I have seen asking prices on Ensign's in the $3500 ball park and upwards and lowards. 
Sometimes you get a deal. Mostly you get to deal with someone else's boat.


----------



## DannyboyUpstate (Aug 27, 2012)

I paid $4500 for the boat and the trailer. The trailer is what got me to jump to keep me from paying winter storage fees, plus I can move it to work on it. I think I got a decent deal. Others were interested in it, so I felt I was in the ballpark. The boat seems to be in fine condition, with no major repairs necessary. Save the rudder work.


----------



## miatapaul (Dec 15, 2006)

DannyboyUpstate said:


> I paid $4500 for the boat and the trailer. The trailer is what got me to jump to keep me from paying winter storage fees, plus I can move it to work on it. I think I got a decent deal. Others were interested in it, so I felt I was in the ballpark. The boat seems to be in fine condition, with no major repairs necessary. Save the rudder work.


Plus you can trailer it to different sailing grounds, a big advantage. So once you are comfortable with it you can take it to races where ever they may be, and even take it on a vacation. That is the big advantage of a trailer sailor, is that you can take the boat to the sailing locations, you can take it to the sound in a few hours instead of days! You can camp on it as well. (not much more than a hard tent really but enough for a weekend)


----------



## jfdubu (Jul 18, 2002)

Thats a pretty good deal on well known and respected boat. With normal maintenance the boat will still be worth that much 10 years from now.
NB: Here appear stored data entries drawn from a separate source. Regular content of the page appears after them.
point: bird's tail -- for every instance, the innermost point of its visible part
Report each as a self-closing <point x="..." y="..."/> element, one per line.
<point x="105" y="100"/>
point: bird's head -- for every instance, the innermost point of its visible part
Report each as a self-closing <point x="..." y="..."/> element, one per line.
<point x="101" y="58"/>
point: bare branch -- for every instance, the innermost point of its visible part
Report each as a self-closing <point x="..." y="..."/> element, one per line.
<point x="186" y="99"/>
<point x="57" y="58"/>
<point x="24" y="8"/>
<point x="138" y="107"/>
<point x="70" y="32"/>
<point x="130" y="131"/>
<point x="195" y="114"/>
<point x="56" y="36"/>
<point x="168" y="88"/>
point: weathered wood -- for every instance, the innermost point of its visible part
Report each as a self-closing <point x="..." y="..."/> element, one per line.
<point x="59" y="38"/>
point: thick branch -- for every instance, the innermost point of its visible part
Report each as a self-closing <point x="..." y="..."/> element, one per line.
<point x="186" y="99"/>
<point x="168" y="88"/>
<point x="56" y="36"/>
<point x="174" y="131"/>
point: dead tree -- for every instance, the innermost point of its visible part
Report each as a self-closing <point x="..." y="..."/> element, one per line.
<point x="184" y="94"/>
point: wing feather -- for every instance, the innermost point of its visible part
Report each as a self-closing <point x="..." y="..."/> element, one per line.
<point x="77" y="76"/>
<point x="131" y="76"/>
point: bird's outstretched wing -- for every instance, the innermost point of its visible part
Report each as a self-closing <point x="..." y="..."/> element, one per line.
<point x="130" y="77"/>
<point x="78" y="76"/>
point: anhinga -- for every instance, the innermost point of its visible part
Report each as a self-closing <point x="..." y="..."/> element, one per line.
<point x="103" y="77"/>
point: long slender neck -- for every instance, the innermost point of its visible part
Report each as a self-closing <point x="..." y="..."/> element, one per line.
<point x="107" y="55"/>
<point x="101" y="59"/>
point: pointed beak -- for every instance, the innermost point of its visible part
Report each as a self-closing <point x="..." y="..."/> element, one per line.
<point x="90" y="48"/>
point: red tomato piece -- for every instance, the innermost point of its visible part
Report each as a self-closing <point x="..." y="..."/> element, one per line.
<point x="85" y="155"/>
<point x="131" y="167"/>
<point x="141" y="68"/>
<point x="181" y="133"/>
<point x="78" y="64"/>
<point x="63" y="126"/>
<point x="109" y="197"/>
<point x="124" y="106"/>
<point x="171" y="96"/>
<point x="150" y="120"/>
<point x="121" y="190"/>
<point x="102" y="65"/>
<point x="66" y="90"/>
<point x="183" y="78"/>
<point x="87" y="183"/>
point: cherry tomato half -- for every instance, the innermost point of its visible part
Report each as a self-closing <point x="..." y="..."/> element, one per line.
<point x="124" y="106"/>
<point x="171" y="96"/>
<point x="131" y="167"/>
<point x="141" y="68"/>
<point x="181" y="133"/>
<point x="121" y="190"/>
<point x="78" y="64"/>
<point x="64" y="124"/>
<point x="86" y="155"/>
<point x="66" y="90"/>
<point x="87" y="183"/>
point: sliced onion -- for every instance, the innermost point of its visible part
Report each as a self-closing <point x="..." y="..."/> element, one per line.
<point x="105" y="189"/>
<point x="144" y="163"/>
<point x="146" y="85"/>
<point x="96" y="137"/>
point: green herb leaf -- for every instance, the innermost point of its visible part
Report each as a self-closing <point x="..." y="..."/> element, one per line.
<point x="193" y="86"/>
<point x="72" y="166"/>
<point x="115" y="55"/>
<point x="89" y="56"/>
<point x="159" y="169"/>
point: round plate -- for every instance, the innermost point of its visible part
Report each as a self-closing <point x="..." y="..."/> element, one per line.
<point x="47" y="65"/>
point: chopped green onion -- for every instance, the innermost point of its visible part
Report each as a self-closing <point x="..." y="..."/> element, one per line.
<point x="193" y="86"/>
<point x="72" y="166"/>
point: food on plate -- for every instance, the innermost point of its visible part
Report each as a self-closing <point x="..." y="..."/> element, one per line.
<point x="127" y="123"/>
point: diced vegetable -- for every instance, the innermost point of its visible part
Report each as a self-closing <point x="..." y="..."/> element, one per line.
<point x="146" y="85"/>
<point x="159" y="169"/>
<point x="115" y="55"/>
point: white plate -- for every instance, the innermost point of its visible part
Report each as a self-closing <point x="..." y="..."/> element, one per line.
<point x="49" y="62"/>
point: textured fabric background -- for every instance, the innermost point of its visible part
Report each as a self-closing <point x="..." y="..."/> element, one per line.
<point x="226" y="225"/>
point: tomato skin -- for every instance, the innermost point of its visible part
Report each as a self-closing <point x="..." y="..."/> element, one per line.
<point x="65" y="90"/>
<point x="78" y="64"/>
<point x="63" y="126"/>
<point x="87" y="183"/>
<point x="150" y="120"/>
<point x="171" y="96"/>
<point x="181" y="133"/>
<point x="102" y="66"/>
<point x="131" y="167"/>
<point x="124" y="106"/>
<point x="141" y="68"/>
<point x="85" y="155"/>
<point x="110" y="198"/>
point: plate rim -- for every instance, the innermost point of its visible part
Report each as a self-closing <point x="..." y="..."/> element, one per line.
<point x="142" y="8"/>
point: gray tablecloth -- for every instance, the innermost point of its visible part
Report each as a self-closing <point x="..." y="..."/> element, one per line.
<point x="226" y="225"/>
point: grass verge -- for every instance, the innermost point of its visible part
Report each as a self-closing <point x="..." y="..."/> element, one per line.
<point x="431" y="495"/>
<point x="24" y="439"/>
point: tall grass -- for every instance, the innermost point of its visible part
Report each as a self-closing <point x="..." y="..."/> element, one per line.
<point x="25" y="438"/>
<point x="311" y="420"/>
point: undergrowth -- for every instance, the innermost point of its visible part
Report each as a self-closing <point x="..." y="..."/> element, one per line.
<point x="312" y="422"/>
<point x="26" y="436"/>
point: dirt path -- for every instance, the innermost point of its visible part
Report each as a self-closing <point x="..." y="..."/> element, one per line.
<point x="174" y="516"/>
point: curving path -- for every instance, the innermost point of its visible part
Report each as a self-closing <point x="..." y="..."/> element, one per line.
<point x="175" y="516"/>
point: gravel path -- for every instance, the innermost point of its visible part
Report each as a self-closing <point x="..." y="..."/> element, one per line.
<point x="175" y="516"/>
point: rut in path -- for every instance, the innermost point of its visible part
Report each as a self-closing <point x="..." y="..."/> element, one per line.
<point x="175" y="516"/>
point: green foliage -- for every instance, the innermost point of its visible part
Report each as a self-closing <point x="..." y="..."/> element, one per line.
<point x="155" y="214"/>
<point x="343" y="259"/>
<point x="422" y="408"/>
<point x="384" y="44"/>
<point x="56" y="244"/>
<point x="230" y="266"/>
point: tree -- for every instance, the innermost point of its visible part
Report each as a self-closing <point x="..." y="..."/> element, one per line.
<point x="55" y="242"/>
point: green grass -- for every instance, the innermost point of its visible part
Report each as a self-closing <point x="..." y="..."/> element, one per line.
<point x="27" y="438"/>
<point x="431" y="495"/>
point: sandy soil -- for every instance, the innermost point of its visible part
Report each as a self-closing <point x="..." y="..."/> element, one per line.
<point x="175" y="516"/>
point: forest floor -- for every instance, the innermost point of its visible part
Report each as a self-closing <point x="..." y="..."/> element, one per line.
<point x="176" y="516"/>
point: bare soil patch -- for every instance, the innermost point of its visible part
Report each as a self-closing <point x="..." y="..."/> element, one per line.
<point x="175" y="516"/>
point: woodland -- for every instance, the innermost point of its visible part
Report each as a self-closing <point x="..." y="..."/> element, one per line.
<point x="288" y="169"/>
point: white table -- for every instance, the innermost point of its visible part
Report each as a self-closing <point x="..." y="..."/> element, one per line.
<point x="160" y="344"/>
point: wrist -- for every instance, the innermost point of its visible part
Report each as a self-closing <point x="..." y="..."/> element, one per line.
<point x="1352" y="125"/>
I sail/race on one out of Wickford, not mine but a co workers.

John


----------



## casey1999 (Oct 18, 2010)

Take her to Saranac Lake (near Lake Placid). Apparently Albert Einstein liked to sail there:
SARANAC LAKE/EINSTEIN CONNECTION


----------



## Quickstep192 (Jan 6, 2001)

Gosh those are beautiful boats. Congrats! Yours seems to be in great shape.


----------



## DannyboyUpstate (Aug 27, 2012)

casey1999 said:


> Take her to Saranac Lake (near Lake Placid). Apparently Albert Einstein liked to sail there:
> SARANAC LAKE/EINSTEIN CONNECTION


That's a good spot! I'll be on Saratoga Lake. They have a fleet of Ensigns there! Looking forward to this summer big time!!


----------



## titustiger27 (Jan 17, 2013)

casey1999 said:


> Take her to Saranac Lake (near Lake Placid). Apparently Albert Einstein liked to sail there:
> SARANAC LAKE/EINSTEIN CONNECTION


The guy who saved Einstein's life died about four years ago... if he sailed on the road like Danny, it would have not been news...


----------



## Gregrosine (Feb 10, 2013)

Nice boat! You will have fun with her.


----------



## DannyboyUpstate (Aug 27, 2012)

titustiger27 said:


> the guy who saved einstein's life died about four years ago... If he sailed on the road like danny, it would have not been news... :d


haha


----------



## FirstCandC (Mar 26, 2013)

That boat is NICE


----------